Transient Abnormal Myelopoiesis
Transient Abnormal Myelopoiesis (TAM) is a rare blood disorder primarily affecting newborns, particularly those with Down syndrome. It involves the temporary overproduction of immature blood cells, which typically resolves on its own.

Key Takeaways
- Transient Abnormal Myelopoiesis (TAM) is a temporary blood condition seen mostly in newborns with Down syndrome.
- It involves the rapid, uncontrolled proliferation of immature myeloid cells, often resolving spontaneously within weeks or months.
- While often benign, TAM can lead to serious complications such as liver failure or hydrops fetalis in some cases.
- Close monitoring and supportive care are crucial, with chemotherapy reserved for severe, life-threatening presentations.
- The long-term outlook is generally good, but a subset of infants may later develop myeloid leukemia.
What is Transient Abnormal Myelopoiesis (TAM)?
Transient Abnormal Myelopoiesis (TAM) is a unique hematologic disorder characterized by the presence of immature myeloid cells (blasts) in the blood and bone marrow of newborns. This condition is overwhelmingly associated with Down syndrome (Trisomy 21), affecting approximately 4-10% of infants with the syndrome. TAM is considered a preleukemic condition, meaning it shares features with acute myeloid leukemia (AML) but typically resolves spontaneously without specific treatment.
The defining characteristic of TAM is its transient nature; the abnormal cells usually disappear within the first few weeks or months of life. Despite its self-resolving tendency, some infants may experience severe complications, including liver dysfunction, fluid accumulation (hydrops fetalis), or bone marrow failure, which can be life-threatening. The underlying genetic basis involves mutations in the GATA1 gene, which is crucial for blood cell development, often in conjunction with Trisomy 21.
Recognizing Symptoms and Underlying Causes of TAM
The clinical presentation of transient abnormal myelopoiesis symptoms can vary widely, from asymptomatic cases detected incidentally during routine blood tests to severe, life-threatening manifestations. Common symptoms, when present, often include an enlarged liver (hepatomegaly) and spleen (splenomegaly), skin rashes (leukemia cutis), and fluid accumulation in various body cavities (hydrops fetalis). In some cases, infants may experience anemia, thrombocytopenia (low platelet count), or leukocytosis (high white blood cell count) with circulating blasts.
The primary transient abnormal myelopoiesis causes are strongly linked to genetic factors, particularly in infants with Down syndrome. The vast majority of TAM cases occur in newborns with Trisomy 21, where an extra copy of chromosome 21 is present. Additionally, somatic mutations in the GATA1 gene are found in nearly all cases of TAM. This gene encodes a transcription factor essential for the maturation of red blood cells and megakaryocytes. The specific GATA1 mutations found in TAM result in a truncated, non-functional protein, leading to the uncontrolled proliferation of immature myeloid cells. These genetic alterations, combined with the unique cellular environment of Trisomy 21, drive the development of TAM.
Clinical signs that may prompt investigation for TAM include:
- Persistent high white blood cell count with immature forms.
- Unexplained hepatosplenomegaly in a newborn.
- Skin lesions or rashes that resemble leukemia cutis.

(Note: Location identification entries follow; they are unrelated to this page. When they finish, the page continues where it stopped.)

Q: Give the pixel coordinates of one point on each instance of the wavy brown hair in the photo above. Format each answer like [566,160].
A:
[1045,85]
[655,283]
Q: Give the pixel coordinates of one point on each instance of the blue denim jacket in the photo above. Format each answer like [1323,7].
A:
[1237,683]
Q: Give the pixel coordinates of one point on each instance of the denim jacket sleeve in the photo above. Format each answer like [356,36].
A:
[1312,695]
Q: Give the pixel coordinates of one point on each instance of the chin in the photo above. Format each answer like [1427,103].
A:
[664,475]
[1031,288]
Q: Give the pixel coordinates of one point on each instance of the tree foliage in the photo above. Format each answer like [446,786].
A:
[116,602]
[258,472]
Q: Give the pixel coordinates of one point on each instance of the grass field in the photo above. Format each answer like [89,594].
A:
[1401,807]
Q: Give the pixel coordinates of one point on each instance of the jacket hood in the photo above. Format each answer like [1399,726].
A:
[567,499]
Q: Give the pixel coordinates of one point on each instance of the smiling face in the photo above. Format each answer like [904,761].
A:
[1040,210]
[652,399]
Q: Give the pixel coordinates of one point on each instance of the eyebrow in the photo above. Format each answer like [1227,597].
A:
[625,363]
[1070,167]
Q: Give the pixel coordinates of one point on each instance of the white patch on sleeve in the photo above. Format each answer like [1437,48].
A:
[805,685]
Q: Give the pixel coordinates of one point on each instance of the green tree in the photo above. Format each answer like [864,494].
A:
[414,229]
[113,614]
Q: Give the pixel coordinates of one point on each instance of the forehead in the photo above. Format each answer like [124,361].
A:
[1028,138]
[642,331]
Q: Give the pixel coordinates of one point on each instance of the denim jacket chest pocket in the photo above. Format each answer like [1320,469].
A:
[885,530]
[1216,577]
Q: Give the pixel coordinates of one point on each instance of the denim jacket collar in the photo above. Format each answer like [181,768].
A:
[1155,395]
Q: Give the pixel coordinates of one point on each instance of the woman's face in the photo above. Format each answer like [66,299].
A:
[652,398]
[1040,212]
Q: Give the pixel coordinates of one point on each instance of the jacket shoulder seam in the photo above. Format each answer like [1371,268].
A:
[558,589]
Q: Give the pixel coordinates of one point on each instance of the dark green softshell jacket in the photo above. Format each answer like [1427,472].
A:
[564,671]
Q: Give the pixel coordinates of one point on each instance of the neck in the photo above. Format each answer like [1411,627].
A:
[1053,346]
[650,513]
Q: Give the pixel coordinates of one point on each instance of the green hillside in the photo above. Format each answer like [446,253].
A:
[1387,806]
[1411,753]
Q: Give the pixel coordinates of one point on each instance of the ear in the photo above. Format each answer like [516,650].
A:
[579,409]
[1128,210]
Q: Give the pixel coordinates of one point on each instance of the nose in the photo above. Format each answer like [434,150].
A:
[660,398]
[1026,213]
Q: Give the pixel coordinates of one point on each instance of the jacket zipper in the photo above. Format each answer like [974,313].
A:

- Signs of hydrops fetalis or other organ dysfunction.
Prognosis and Outlook for Transient Abnormal Myelopoiesis
The transient abnormal myelopoiesis prognosis is generally favorable, with most cases resolving spontaneously within the first few months of life. For infants who are asymptomatic or have mild symptoms, close monitoring is often the only intervention required. However, approximately 10-20% of infants with TAM may develop severe or life-threatening complications, such as severe liver dysfunction, coagulopathy, or hydrops fetalis, which necessitate intensive supportive care and, in rare instances, low-dose chemotherapy. According to a study published in Blood, the overall mortality rate for TAM is around 10-20%, primarily due to early complications (Source: Blood, 2011; 117(26): 6961-6968).
Despite the transient nature of the condition, there is a significant risk of developing myeloid leukemia, specifically acute myeloid leukemia (AML) associated with Down syndrome, later in childhood. Approximately 20-30% of children who had TAM as infants will develop AML, typically within the first four years of life. Therefore, long-term follow-up and careful monitoring for signs of leukemia are crucial for all children with a history of TAM. This includes regular blood counts and clinical evaluations to detect any recurrence or progression to full-blown leukemia early, allowing for timely intervention.